Atatürk ile son bir yılda ayrı düşmüş ve adeta siyaseten tasfiye olmuş bir
kişi nasıl olur da bu kadar kısa sürede bu denli büyük unvanlara layık
görülebilirdi. Bu soruya üç temel yaklaşımla cevap verilebilir. İlki, mevcutlar
arasında en fazla devlet tecrübesi ve birikimine sahip olması. İkincisi,
mebusların büyük çoğunluğunun, İnönü’nün Başvekilliği zamanında seçilmiş ona
yakın kişilerden oluşması. Üçüncüsü de, dönemin Genelkurmay Başkanı Fevzi
Çakmak ile İçişleri Bakanı Şükrü Kaya’nın rekabeti, Çakmak’ın İnönü’den yana
tutum almasına yol açmıştır.
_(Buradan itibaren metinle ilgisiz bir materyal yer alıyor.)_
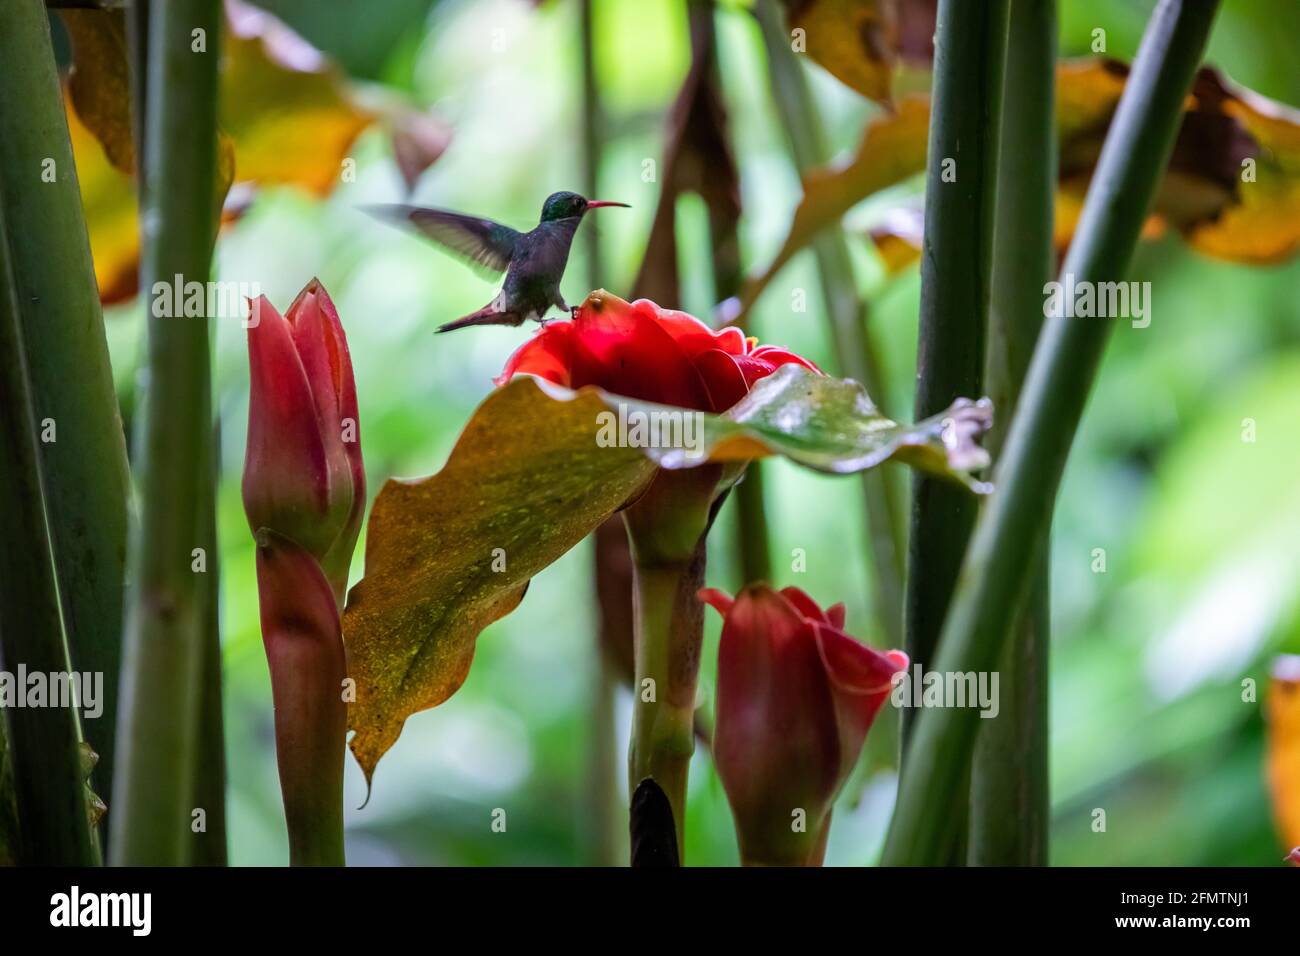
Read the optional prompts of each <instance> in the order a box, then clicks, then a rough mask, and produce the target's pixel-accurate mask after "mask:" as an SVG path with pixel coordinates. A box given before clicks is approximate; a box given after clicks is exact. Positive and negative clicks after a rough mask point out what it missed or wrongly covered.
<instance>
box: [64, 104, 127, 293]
mask: <svg viewBox="0 0 1300 956" xmlns="http://www.w3.org/2000/svg"><path fill="white" fill-rule="evenodd" d="M68 133H69V138H70V139H72V146H73V160H74V161H75V163H77V183H78V186H79V187H81V196H82V209H83V211H85V215H86V230H87V233H88V234H90V251H91V256H92V259H94V260H95V281H96V284H98V285H99V297H100V299H103V300H104V303H105V304H110V303H114V302H122V300H125V299H130V298H131V297H133V295H135V289H136V286H138V285H139V274H138V272H139V259H140V232H139V225H138V219H136V211H135V181H134V179H133V178H131V176H130V174H127V173H123V172H122V170H121V169H118V168H117V166H114V165H113V164H112V163H109V161H108V156H107V155H105V153H104V150H103V147H101V146H100V143H99V140H98V139H96V138H95V135H94V134H92V133H91V131H90V130H88V129H86V125H85V124H83V122H82V121H81V117H79V114H78V112H77V111H75V109H73V108H69V109H68Z"/></svg>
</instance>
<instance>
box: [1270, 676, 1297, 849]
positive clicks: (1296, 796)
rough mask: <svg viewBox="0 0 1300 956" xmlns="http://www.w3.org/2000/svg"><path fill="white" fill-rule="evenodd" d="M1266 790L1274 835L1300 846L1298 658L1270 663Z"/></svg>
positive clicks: (1282, 841)
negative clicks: (1269, 807)
mask: <svg viewBox="0 0 1300 956" xmlns="http://www.w3.org/2000/svg"><path fill="white" fill-rule="evenodd" d="M1268 714H1269V723H1268V761H1269V790H1270V792H1271V793H1273V816H1274V819H1275V821H1277V825H1278V835H1279V836H1281V838H1282V843H1283V845H1284V847H1286V848H1287V849H1291V848H1292V847H1300V657H1296V656H1295V654H1283V656H1281V657H1278V659H1277V661H1274V665H1273V679H1271V682H1270V683H1269V700H1268Z"/></svg>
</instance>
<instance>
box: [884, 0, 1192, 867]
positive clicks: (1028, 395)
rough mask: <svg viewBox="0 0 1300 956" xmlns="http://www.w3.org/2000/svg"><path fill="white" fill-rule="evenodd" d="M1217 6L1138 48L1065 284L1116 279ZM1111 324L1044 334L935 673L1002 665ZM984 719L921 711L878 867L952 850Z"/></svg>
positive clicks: (1069, 255)
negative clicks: (1102, 350)
mask: <svg viewBox="0 0 1300 956" xmlns="http://www.w3.org/2000/svg"><path fill="white" fill-rule="evenodd" d="M1217 7H1218V4H1217V3H1214V1H1213V0H1161V3H1160V5H1158V7H1157V8H1156V12H1154V13H1153V14H1152V18H1151V22H1149V23H1148V26H1147V33H1145V35H1144V36H1143V43H1141V48H1140V49H1139V51H1138V57H1136V60H1135V61H1134V68H1132V72H1131V74H1130V77H1128V82H1127V85H1126V86H1125V92H1123V96H1122V98H1121V100H1119V108H1118V111H1117V112H1115V117H1114V120H1113V121H1112V125H1110V131H1109V134H1108V135H1106V142H1105V144H1104V146H1102V150H1101V159H1100V161H1099V164H1097V172H1096V174H1095V176H1093V178H1092V186H1091V187H1089V190H1088V198H1087V200H1086V202H1084V208H1083V216H1082V219H1080V221H1079V228H1078V230H1076V232H1075V237H1074V242H1073V243H1071V246H1070V252H1069V255H1067V256H1066V260H1065V265H1063V267H1062V268H1063V272H1065V273H1067V274H1073V276H1074V277H1075V282H1080V281H1086V282H1104V281H1118V280H1121V278H1123V274H1125V272H1126V271H1127V268H1128V261H1130V259H1131V258H1132V252H1134V248H1135V247H1136V245H1138V237H1139V234H1140V232H1141V226H1143V222H1144V221H1145V219H1147V212H1148V209H1149V208H1151V203H1152V199H1153V196H1154V195H1156V189H1157V186H1158V183H1160V181H1161V177H1162V174H1164V172H1165V166H1166V165H1167V163H1169V157H1170V153H1171V151H1173V146H1174V139H1175V137H1177V134H1178V129H1179V125H1180V122H1182V117H1183V103H1184V98H1186V96H1187V91H1188V90H1190V88H1191V86H1192V79H1193V77H1195V75H1196V69H1197V66H1199V65H1200V61H1201V56H1203V53H1204V51H1205V43H1206V40H1208V38H1209V33H1210V25H1212V22H1213V20H1214V13H1216V10H1217ZM1109 332H1110V323H1109V321H1099V320H1097V319H1091V317H1089V319H1083V317H1065V319H1053V320H1052V321H1049V323H1047V325H1045V326H1044V330H1043V337H1041V339H1040V341H1039V345H1037V347H1036V349H1035V351H1034V359H1032V362H1031V363H1030V371H1028V376H1027V377H1026V382H1024V392H1023V394H1022V399H1021V406H1019V410H1018V412H1017V415H1015V419H1014V420H1013V421H1011V428H1010V432H1009V434H1008V437H1006V445H1005V450H1004V453H1002V458H1001V462H1000V463H998V466H997V470H996V472H995V479H996V484H997V490H996V492H995V494H993V496H992V499H991V501H989V502H988V505H987V506H985V509H984V512H983V514H982V515H980V519H979V523H978V524H976V528H975V533H974V536H972V538H971V545H970V550H969V554H967V557H966V562H965V564H963V567H962V575H961V584H959V587H958V591H957V594H956V598H954V601H953V607H952V610H950V613H949V617H948V620H946V622H945V626H944V633H943V639H941V640H940V644H939V654H937V658H936V663H935V669H936V670H940V671H976V672H978V671H987V670H991V669H992V667H996V666H997V661H998V657H1000V654H1001V652H1002V645H1004V641H1005V639H1006V635H1008V630H1009V627H1008V622H1009V620H1011V619H1013V618H1014V615H1015V611H1017V607H1018V606H1019V604H1021V601H1022V600H1023V597H1024V594H1026V591H1027V588H1028V585H1030V579H1031V578H1032V575H1034V570H1035V567H1036V563H1035V561H1036V558H1037V555H1039V554H1040V553H1041V550H1043V548H1044V544H1045V541H1044V536H1045V532H1047V527H1048V524H1049V522H1050V518H1052V503H1053V501H1054V498H1056V492H1057V488H1058V486H1060V483H1061V473H1062V472H1063V470H1065V462H1066V457H1067V455H1069V451H1070V445H1071V442H1073V441H1074V434H1075V432H1076V429H1078V427H1079V419H1080V418H1082V416H1083V408H1084V405H1086V403H1087V399H1088V392H1089V389H1091V386H1092V381H1093V378H1095V377H1096V372H1097V367H1099V365H1100V363H1101V354H1102V350H1104V347H1105V343H1106V337H1108V334H1109ZM978 723H979V715H978V713H976V711H975V710H971V709H967V708H935V709H927V710H922V713H920V714H919V715H918V718H917V721H915V726H914V732H913V741H911V749H910V752H909V758H907V762H906V763H905V765H904V771H902V777H901V779H900V787H898V800H897V805H896V810H894V817H893V821H892V823H891V827H889V834H888V836H887V839H885V848H884V855H883V857H881V862H883V864H885V865H900V864H917V865H935V864H939V862H941V861H943V860H944V858H945V857H946V855H948V848H949V847H950V844H952V839H953V834H952V821H953V814H952V808H953V806H956V805H958V803H959V801H961V799H962V793H961V782H962V780H963V779H965V775H966V769H967V767H969V766H970V760H971V748H972V744H974V739H975V734H976V730H978V727H976V724H978Z"/></svg>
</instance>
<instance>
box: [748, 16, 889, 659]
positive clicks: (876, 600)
mask: <svg viewBox="0 0 1300 956" xmlns="http://www.w3.org/2000/svg"><path fill="white" fill-rule="evenodd" d="M754 14H755V17H757V18H758V22H759V26H761V27H762V33H763V46H764V48H766V49H767V61H768V70H770V72H771V82H772V98H774V101H775V104H776V111H777V114H779V116H780V117H781V124H783V125H784V126H785V130H787V139H788V142H789V147H790V155H792V156H793V159H794V165H796V166H798V169H800V172H801V173H803V172H807V170H809V169H814V168H816V166H819V165H820V164H822V163H824V161H826V159H827V155H828V153H827V147H826V133H824V130H823V129H822V122H820V118H819V116H818V112H816V105H815V103H814V101H813V95H811V91H810V90H809V86H807V81H806V79H805V77H803V73H802V66H801V65H800V62H798V60H797V59H796V56H794V53H793V52H792V51H790V46H789V38H788V36H787V34H785V31H784V29H783V26H781V22H780V12H779V10H777V8H776V4H775V1H774V0H759V3H757V4H755V5H754ZM813 251H814V254H815V256H816V265H818V276H819V278H820V284H822V298H823V299H824V300H826V313H827V319H828V323H829V329H831V337H832V341H833V342H835V352H836V356H837V358H839V362H840V367H841V371H842V373H844V375H846V376H848V377H850V378H854V380H857V381H859V382H862V385H863V386H865V388H866V389H867V392H868V393H870V394H871V395H872V397H874V398H875V399H876V402H878V403H879V406H880V408H881V410H883V411H888V408H887V406H888V401H889V385H888V382H887V381H885V377H884V371H883V368H881V364H880V356H879V355H878V354H876V347H875V342H874V341H872V338H871V334H870V329H868V328H867V323H866V321H865V320H866V315H865V311H866V306H865V303H863V302H862V300H861V299H859V298H858V286H857V281H855V280H854V277H853V261H852V258H850V255H849V246H848V242H846V241H845V238H844V232H842V230H840V229H831V230H827V232H826V233H823V234H822V235H819V237H818V238H816V239H815V241H814V243H813ZM862 490H863V496H865V501H866V522H867V536H868V538H870V545H871V557H872V570H874V574H872V579H871V584H872V597H874V604H875V609H874V610H875V615H876V619H878V620H879V622H880V626H881V628H883V631H884V636H883V637H881V640H883V643H884V644H885V645H888V646H898V645H900V644H902V568H904V549H905V545H904V541H905V536H906V529H905V527H904V520H902V507H901V496H900V490H901V489H900V488H897V486H896V485H894V481H893V479H892V477H891V475H889V472H888V471H885V470H871V471H867V472H863V475H862Z"/></svg>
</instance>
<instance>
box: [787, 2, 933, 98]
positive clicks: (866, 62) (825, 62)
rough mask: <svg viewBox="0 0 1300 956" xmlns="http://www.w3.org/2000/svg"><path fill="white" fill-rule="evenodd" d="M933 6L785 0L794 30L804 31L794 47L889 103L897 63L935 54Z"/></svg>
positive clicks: (872, 95) (916, 60)
mask: <svg viewBox="0 0 1300 956" xmlns="http://www.w3.org/2000/svg"><path fill="white" fill-rule="evenodd" d="M935 7H936V4H935V3H933V0H785V8H787V14H788V25H789V27H790V31H792V34H794V31H802V35H794V36H793V39H792V43H793V44H794V48H796V49H797V51H801V52H806V53H807V56H810V57H811V59H813V60H814V61H815V62H816V64H818V65H820V66H822V68H823V69H826V70H827V73H829V74H831V75H832V77H835V78H836V79H839V81H840V82H841V83H844V85H845V86H848V87H850V88H853V90H857V91H858V92H861V94H862V95H863V96H867V98H868V99H872V100H875V101H878V103H883V104H887V105H888V104H891V103H892V101H893V91H894V82H896V77H897V73H898V69H900V65H901V64H902V62H905V61H909V60H911V61H917V62H928V61H930V60H931V59H932V56H933V49H932V38H933V34H935ZM801 48H802V49H801Z"/></svg>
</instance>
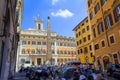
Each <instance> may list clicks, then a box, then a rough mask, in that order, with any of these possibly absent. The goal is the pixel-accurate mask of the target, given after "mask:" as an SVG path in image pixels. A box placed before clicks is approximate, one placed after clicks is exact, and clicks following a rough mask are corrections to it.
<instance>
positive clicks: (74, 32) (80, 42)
mask: <svg viewBox="0 0 120 80" xmlns="http://www.w3.org/2000/svg"><path fill="white" fill-rule="evenodd" d="M73 31H74V33H75V36H76V44H77V48H76V51H77V54H78V56H77V60H79V61H80V62H81V63H82V64H93V63H94V57H93V51H92V42H91V41H92V38H91V29H90V26H89V23H88V17H86V18H85V19H84V20H82V21H81V22H80V23H79V24H78V25H77V26H76V27H75V28H74V29H73Z"/></svg>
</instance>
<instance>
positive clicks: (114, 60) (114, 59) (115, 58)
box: [113, 54, 119, 64]
mask: <svg viewBox="0 0 120 80" xmlns="http://www.w3.org/2000/svg"><path fill="white" fill-rule="evenodd" d="M113 57H114V62H115V64H119V61H118V55H117V54H113Z"/></svg>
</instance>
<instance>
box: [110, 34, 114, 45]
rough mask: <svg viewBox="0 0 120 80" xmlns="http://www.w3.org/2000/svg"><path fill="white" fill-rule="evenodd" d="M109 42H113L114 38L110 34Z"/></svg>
mask: <svg viewBox="0 0 120 80" xmlns="http://www.w3.org/2000/svg"><path fill="white" fill-rule="evenodd" d="M110 43H111V44H112V43H115V39H114V36H110Z"/></svg>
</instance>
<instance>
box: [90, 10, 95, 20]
mask: <svg viewBox="0 0 120 80" xmlns="http://www.w3.org/2000/svg"><path fill="white" fill-rule="evenodd" d="M93 18H94V13H93V11H92V12H91V13H90V20H92V19H93Z"/></svg>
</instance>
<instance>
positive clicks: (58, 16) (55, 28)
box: [21, 0, 87, 37]
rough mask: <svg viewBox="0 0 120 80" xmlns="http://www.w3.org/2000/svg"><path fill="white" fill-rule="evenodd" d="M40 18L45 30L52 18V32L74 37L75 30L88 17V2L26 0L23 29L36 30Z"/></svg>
mask: <svg viewBox="0 0 120 80" xmlns="http://www.w3.org/2000/svg"><path fill="white" fill-rule="evenodd" d="M38 16H39V17H40V18H41V19H42V20H43V21H44V28H45V29H46V28H47V16H50V18H51V31H52V32H56V33H57V35H61V36H68V37H74V32H73V31H72V30H73V28H74V27H75V26H76V25H77V24H78V23H79V22H80V21H82V20H83V19H84V18H85V17H86V16H87V10H86V0H24V9H23V20H22V26H21V29H29V28H34V27H35V24H34V20H35V19H36V18H37V17H38Z"/></svg>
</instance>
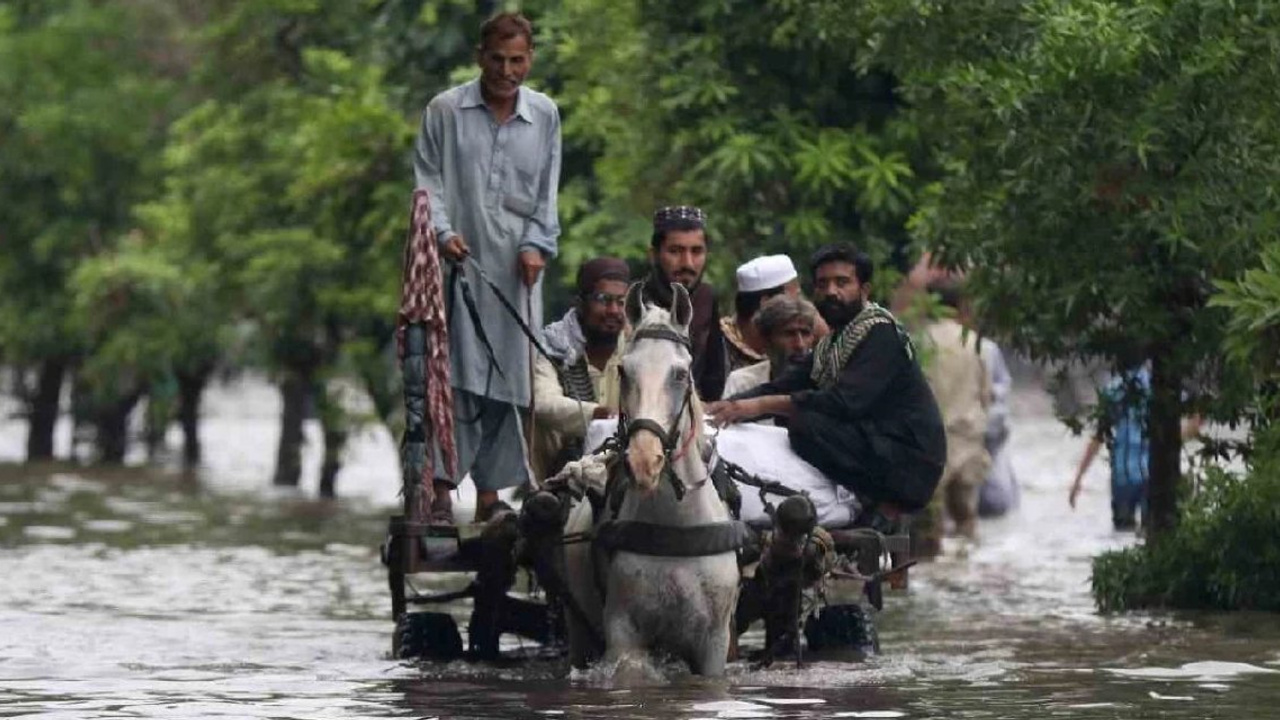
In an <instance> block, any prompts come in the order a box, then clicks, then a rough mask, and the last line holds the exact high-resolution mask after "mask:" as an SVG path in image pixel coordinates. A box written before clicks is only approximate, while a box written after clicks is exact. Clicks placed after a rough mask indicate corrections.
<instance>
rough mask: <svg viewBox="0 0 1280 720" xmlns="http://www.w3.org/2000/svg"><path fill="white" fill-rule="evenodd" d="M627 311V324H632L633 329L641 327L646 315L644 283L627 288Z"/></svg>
mask: <svg viewBox="0 0 1280 720" xmlns="http://www.w3.org/2000/svg"><path fill="white" fill-rule="evenodd" d="M626 311H627V323H631V327H632V328H635V327H639V325H640V318H641V316H643V315H644V283H639V282H635V283H631V287H628V288H627V301H626Z"/></svg>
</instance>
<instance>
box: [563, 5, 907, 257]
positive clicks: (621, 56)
mask: <svg viewBox="0 0 1280 720" xmlns="http://www.w3.org/2000/svg"><path fill="white" fill-rule="evenodd" d="M803 19H804V8H803V6H796V5H795V4H792V3H783V1H771V3H765V4H763V5H762V4H759V3H745V1H730V3H696V4H694V5H689V4H687V3H673V1H654V0H645V1H639V0H630V1H625V3H605V1H603V0H564V1H562V3H559V4H558V5H556V6H553V8H552V9H550V10H549V12H548V14H547V18H545V22H544V24H543V27H549V28H550V32H552V35H553V47H552V58H549V59H547V58H544V60H549V61H550V64H552V67H553V72H552V76H553V78H554V82H556V85H557V86H558V87H557V94H556V97H557V100H558V101H559V102H561V105H562V108H563V109H564V118H566V119H564V137H566V145H568V146H573V147H576V149H577V150H579V151H581V152H584V154H588V155H589V159H588V163H586V164H585V165H584V167H582V168H581V169H582V173H581V174H579V176H577V177H573V176H571V177H570V178H568V179H567V182H566V187H564V190H563V192H562V199H563V201H562V222H563V224H564V228H566V231H564V246H566V265H567V266H566V270H571V269H572V268H573V266H576V264H577V263H580V261H581V260H584V259H586V258H589V256H591V255H596V254H605V252H608V254H616V255H623V256H630V258H643V256H644V254H645V251H646V250H648V246H649V234H650V228H649V223H648V220H649V217H650V214H652V213H653V210H654V209H655V208H658V206H660V205H669V204H695V205H700V206H703V208H704V209H707V211H708V214H709V217H710V223H712V228H710V231H712V234H713V238H714V242H716V249H714V252H713V255H712V258H710V261H712V268H710V272H712V277H713V278H726V277H730V273H731V270H732V268H733V266H735V265H737V264H739V263H741V261H742V260H745V259H748V258H751V256H755V255H758V254H763V252H771V251H772V252H788V254H791V255H792V256H795V258H797V259H800V260H801V261H803V260H804V259H805V258H806V255H808V252H809V251H810V250H813V249H814V247H815V246H818V245H820V243H824V242H829V241H833V240H854V241H858V242H859V243H861V245H863V246H864V247H865V249H867V250H869V251H870V252H872V254H873V255H874V256H876V258H877V259H879V260H886V259H887V258H888V255H890V251H891V249H892V247H893V246H895V245H900V243H901V242H904V240H905V236H904V233H902V223H904V220H905V218H906V215H908V213H909V211H910V210H911V208H913V199H914V188H915V181H916V179H915V172H914V170H913V163H911V159H910V155H911V152H914V151H915V147H916V143H914V141H913V137H914V132H913V131H911V129H910V128H902V127H897V126H896V124H895V122H893V120H892V119H891V117H892V113H893V106H895V101H893V99H892V96H891V94H890V87H891V81H890V79H888V77H887V76H883V74H874V73H872V74H865V73H863V74H860V73H855V72H854V64H855V56H854V47H852V45H850V44H847V42H844V41H841V40H837V38H835V37H818V36H814V35H813V33H810V32H808V29H806V28H805V27H804V26H803V22H801V20H803ZM571 152H572V150H570V151H567V155H570V154H571ZM566 167H570V161H567V164H566Z"/></svg>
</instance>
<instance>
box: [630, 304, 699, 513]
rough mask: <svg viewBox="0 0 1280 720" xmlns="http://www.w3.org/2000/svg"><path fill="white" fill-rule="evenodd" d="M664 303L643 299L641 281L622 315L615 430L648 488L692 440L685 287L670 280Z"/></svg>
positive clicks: (689, 379)
mask: <svg viewBox="0 0 1280 720" xmlns="http://www.w3.org/2000/svg"><path fill="white" fill-rule="evenodd" d="M672 291H673V292H672V306H671V307H669V309H663V307H658V306H654V305H648V304H645V302H644V300H643V292H641V286H640V284H639V283H636V284H632V286H631V290H630V291H628V292H627V302H626V310H627V320H628V322H630V323H631V338H630V341H628V345H627V350H626V354H625V355H623V356H622V363H621V366H620V369H618V373H620V380H621V391H622V392H621V418H620V423H621V430H622V433H623V439H625V442H626V459H627V460H626V461H627V466H628V468H630V470H631V477H632V478H634V480H635V484H636V487H637V488H639V489H641V491H643V492H646V493H648V492H653V491H654V489H655V488H657V487H658V482H659V480H660V479H662V477H663V469H664V468H666V466H667V464H668V462H671V461H672V457H673V456H676V455H678V454H680V452H681V448H680V446H681V445H685V447H686V448H687V443H691V442H694V441H695V438H694V437H689V433H699V432H700V430H701V427H700V423H698V421H695V420H694V411H692V410H694V407H696V401H698V398H696V393H695V392H694V378H692V368H691V366H692V354H691V346H690V341H689V324H690V322H691V320H692V316H694V306H692V302H691V301H690V299H689V291H686V290H685V287H684V286H681V284H675V283H673V284H672Z"/></svg>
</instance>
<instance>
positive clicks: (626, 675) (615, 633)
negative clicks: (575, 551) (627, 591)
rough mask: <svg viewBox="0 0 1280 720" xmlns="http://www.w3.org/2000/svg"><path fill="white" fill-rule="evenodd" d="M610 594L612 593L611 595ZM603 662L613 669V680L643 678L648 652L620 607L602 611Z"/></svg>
mask: <svg viewBox="0 0 1280 720" xmlns="http://www.w3.org/2000/svg"><path fill="white" fill-rule="evenodd" d="M611 594H612V593H611ZM604 618H605V620H604V662H605V665H608V666H611V667H613V669H614V675H613V676H614V678H616V679H620V680H623V682H626V680H627V679H628V678H630V676H631V675H635V676H636V678H644V676H645V670H646V667H648V664H646V660H648V652H646V650H645V644H644V639H643V638H641V635H640V630H639V629H637V628H636V626H635V623H634V621H632V619H631V618H630V615H628V614H627V612H626V610H623V609H620V607H609V605H608V602H607V603H605V609H604Z"/></svg>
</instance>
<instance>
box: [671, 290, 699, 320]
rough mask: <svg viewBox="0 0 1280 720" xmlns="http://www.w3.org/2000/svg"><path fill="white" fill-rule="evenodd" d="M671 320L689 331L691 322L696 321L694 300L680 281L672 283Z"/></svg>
mask: <svg viewBox="0 0 1280 720" xmlns="http://www.w3.org/2000/svg"><path fill="white" fill-rule="evenodd" d="M671 322H672V323H673V324H676V325H680V327H681V329H684V331H685V332H689V324H690V323H692V322H694V301H692V300H690V299H689V291H687V290H685V286H682V284H680V283H671Z"/></svg>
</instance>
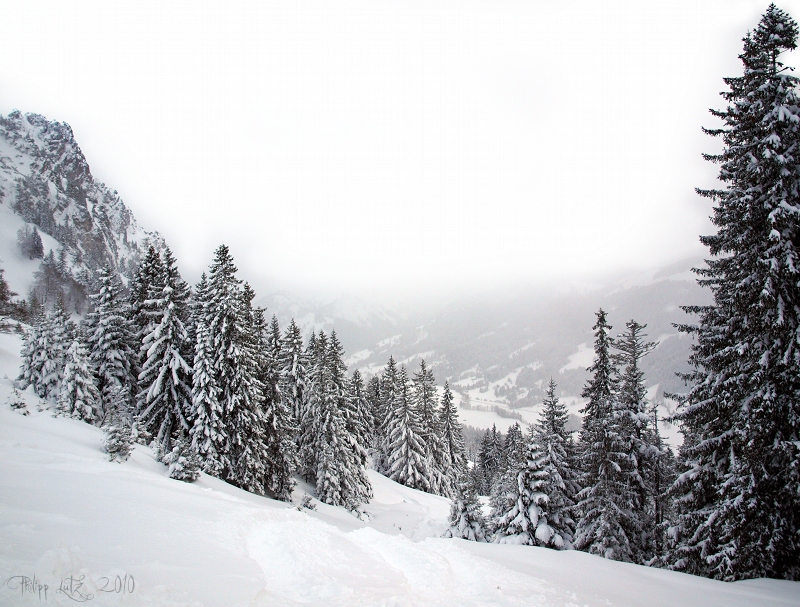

Zira Cumhurbaşkanlığı seçiminin olduğu gün TBMM’ye
birlikte giriş yapmaları bu desteğin düzeyini göstermesi bakımından anlamlıdır.
O yüzden cumhurbaşkanlığına seçilmesi pek zor olmamıştır.
Fakat İnönü, seçilmesinin hemen ardından ilk iş olarak, kendisiyle
Atatürk’ün arasının açılmasına vesile olduğunu düşündüğü kişilerden hesap
sormayı tercih etmiştir. Bir takım yolsuzluk konuları gündeme getirilerek Bayar
hükümeti topyekûn istifa etmek durumunda bırakılmıştır. İnönü, 25 Ocak 1939’da
görevinden ayrılan Celal Bayar’a hükümeti yeniden kurma görevi vermeyerek,
aslında Atatürk’ün son döneminde oluşturduğu yeni ekibi tümüyle tasfiye etmiş,
kendi iktidarını pekiştirmiştir..
Dolayısıyla, İnönü hâkimiyetindeki CHP politikaları Atatürk’ün son
döneminde izlediği politikalarla önemli ölçüde zıt bir çizgi takip etmeye
başladı. İlk iş olarak da, İnönü, devletçilik politikalarına hız vererek İş
Bankası yönetiminde bulunan serbest piyasa yanlısı ekibi tasfiye ederek yerine
özel teşebbüse olumsuz yaklaşan kişileri yerleştirdi. Ardından, köy enstitüleri
ve halk odalarının yurt sathına yayılması talimatıyla, giderek devletin tepeden
inme kültür politikalarına daha fazla önem vermeye başladı. Yine, II. Dünya
Savaşı’nı gerekçe göstererek uygulamaya soktuğu katı vergi politikaları ile
genelde tüm vatandaşlara özelde de azınlıklara yönelik baskıları her geçen
zaman ağırlaştırıyordu. Atatürk’ün Haziran 1936 tarihinde tasfiye ettiği Recep
Peker gibi dönemin en katı totaliter fikirlere sahip figürünü Başbakan tayin
ederek, Atatürk ile arasındaki farkı daha da pekiştirmiş oldu.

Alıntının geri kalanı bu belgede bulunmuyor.